UNRRA II

The largest group of children under UNRRA’s care came from Poland and Hungary. They were survivors of German concentration camps and forced labour, as well as the children of female forced labourers, including six who had survived the Indersdorf barracks – a total of 613 young people who had managed to survive the Second World War and the Holocaust. 

Greta Fischer, one of the volunteers of UNRRA Team 182, wrote down an account of her work at the Indersdorf convent. Thanks to her, we know what the centre’s activities were like and what challenges the children’s caregivers faced in order to help them return to a normal life.

1. Lene Walekirow recounts her experiences, US Holocaust Memorial Museum in Washington DC.

Lene Walekirow was deported to Germany with her father Alexander, a Soviet forced labourer.  After the death of her father in Dachau concentration camp, she was forced to help in the children’s barracks in Indersdorf. At the convent, she told UNRRA social worker Helen Steiger about her heartbreaking experiences. She returned to Ukraine as an orphan in 1946. Since then, no trace of her has been found. 

2. Greta Fischer, US Holocaust Memorial Museum in Washington DC.
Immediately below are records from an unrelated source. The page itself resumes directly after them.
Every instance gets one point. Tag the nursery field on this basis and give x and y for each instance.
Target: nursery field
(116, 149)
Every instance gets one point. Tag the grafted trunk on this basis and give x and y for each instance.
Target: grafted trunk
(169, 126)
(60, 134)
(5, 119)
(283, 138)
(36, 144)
3. Greta Fischer and Jean Henshaw, photo provided by former UNRRA employee Mary W. Taylor.

UNRRA social workers Greta Fischer (front) and Jean Henshaw with young children in their care at the Indersdorf convent.

4. Team 182, Heimatverein Indersdorf Archive

UNRRA Team 182 ran the International Children’s Centre Indersdorf from 7 July 1945 until the end of July 1946. 

Pictured from left: Harry C. Parker, Greta Fischer, unknown, Helen Steiger, director Lillian D. Robbins, unknown, André Marx, Marion E. Hutton; 

Second row from left: John Gower, Dr Gaston Gérard, unknown, Mary W. Taylor, unknown, and French drivers Gustave de Sile and Lucien Picou.